Jaakko Eino Kalevi – S/T

Publié le 01 juillet 2015 par Hartzine

Aux confluents de ses inspirations multiples, Jaakko Eino Kalevi fixe dans chacune des productions de son dernier album une impression invariable, tisse un fil inusable et rouge comme la passion : la séduction. Trois mesures suffisent à comprendre que le Finnois s’y entend en matière d’envoûtement mélodique et que sans être totalement en rupture avec son passé synth pop, il opère un virage musical où l’instrumentation comme les thèmes fléchissent en direction d’une élégance vintage minutieusement étudiée. Sorti chez Domino Records le 15 juin dernier, cet album éponyme est autocentré, il joue sur l’image de Jaako avec grandiloquence et jette à l’audience les indices d’une persona théâtrale en complète contradiction avec son quotidien de chauffeur de tramway à Helsinki.
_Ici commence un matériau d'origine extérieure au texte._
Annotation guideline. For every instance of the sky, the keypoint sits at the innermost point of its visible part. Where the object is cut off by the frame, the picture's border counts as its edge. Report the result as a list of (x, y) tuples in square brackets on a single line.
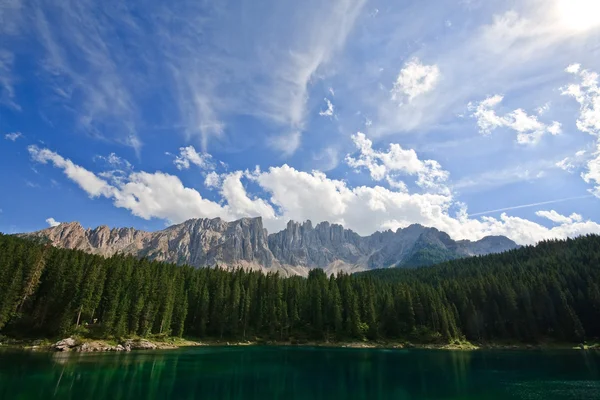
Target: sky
[(474, 117)]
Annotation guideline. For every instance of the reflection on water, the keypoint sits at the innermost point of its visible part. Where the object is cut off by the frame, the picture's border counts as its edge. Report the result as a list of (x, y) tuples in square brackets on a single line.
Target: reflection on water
[(300, 373)]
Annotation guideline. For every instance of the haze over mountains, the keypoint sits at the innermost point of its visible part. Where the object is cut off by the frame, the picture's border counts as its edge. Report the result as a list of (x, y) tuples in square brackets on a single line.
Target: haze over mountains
[(293, 251)]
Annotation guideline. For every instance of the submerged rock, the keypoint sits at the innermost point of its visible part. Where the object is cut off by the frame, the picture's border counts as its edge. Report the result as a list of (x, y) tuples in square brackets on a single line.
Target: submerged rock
[(140, 344), (64, 345)]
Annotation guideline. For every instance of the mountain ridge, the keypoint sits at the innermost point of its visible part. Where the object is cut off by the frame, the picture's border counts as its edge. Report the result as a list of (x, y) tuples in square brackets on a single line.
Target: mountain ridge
[(295, 250)]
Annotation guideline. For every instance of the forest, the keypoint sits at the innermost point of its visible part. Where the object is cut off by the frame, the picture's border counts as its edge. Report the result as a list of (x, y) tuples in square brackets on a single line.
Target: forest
[(531, 294)]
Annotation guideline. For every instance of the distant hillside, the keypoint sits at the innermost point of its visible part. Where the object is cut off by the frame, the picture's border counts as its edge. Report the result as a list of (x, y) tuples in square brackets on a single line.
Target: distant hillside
[(531, 294)]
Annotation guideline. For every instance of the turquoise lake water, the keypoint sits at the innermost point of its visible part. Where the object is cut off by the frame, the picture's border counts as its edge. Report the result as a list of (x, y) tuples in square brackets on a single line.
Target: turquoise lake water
[(301, 373)]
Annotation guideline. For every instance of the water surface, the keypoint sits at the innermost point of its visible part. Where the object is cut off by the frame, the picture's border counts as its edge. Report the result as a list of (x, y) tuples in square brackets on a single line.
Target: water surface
[(301, 373)]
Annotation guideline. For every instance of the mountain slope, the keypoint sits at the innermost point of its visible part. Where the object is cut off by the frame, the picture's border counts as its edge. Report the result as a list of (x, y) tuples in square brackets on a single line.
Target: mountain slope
[(293, 251)]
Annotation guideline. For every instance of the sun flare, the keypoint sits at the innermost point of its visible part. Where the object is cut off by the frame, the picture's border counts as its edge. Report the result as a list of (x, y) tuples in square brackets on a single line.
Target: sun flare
[(579, 15)]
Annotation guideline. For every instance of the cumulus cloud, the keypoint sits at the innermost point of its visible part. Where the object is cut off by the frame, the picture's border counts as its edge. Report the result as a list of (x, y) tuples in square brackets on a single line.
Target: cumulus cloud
[(13, 136), (529, 129), (52, 222), (415, 79), (298, 195), (188, 155), (212, 180), (383, 165), (329, 111)]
Les dix pistes de l’album subissent l’influence des goûts éclectiques de l’artiste, puisant dans un répertoire classique rassemblant pop de boudoir, soft rock 80’s et groove disco, constellé d’incursions mélodiques diverses. Les morceaux se succèdent sans se ressembler vraiment, l’introductif JEK s’étirant entre synthés kraut, harmoniques cuivrés et rythmique pop langoureuse tandis que Double Talk, qui le suit, résonne comme un hommage au rock FM moelleux des années 80, appuyé par un crooning désabusé et érotique apte à délier les langues comme les chignons. Si les passerelles sont perceptibles entre les différentes ambiances, l’album évite prudemment la redondance, s’attachant davantage à développer une ambiance qu’à proposer une déclinaison stylistique dont on sent pourtant la maîtrise perfectionniste, y compris dans Deeper Shadows, qui se positionne comme un gentil tube de l’été à la mièvrerie contemporaine un peu trop accessible.

Sans tomber dans la facilité de la récupération, Jaakko s’appuie sur ses références classiques mais ne s’y englue pas, les complétant ici et là de textures à la compatibilité surprenante, à l’exemple de Mind Like Muscle, dont la pop cocktail est rehaussée d’artefacts psychédéliques et dub qui chatouillent le contexte initial du morceau. Et si l’on pouvait douter du soin apporté à ses compositions, il n’y a qu’à se laisser conduire par la charge émotionnelle de Don’t Ask Me Why. Derrière ses accents de jazz de croisière, le morceau recèle une minutie perceptible dans le travail sur les volumes : le stem de la caisse claire rythmant gracieusement la badinerie musicale est habilement équilibré par un solo de piano qui achève de composer une scène à la chaleur délicate. Dans cet album à la tonalité pompeuse, le Finnois réussit assez bien le pari de se réapproprier les schémas musicaux des artistes et compositeurs de sa jeunesse, comme Morricone dont l’influence résonne dans l’apothéotique Ikuinen Purkautumaton Jännite, mais sans noyer sa propre identité, celle qu’il s’est constituée autour d’un personnage emphatique et séducteur.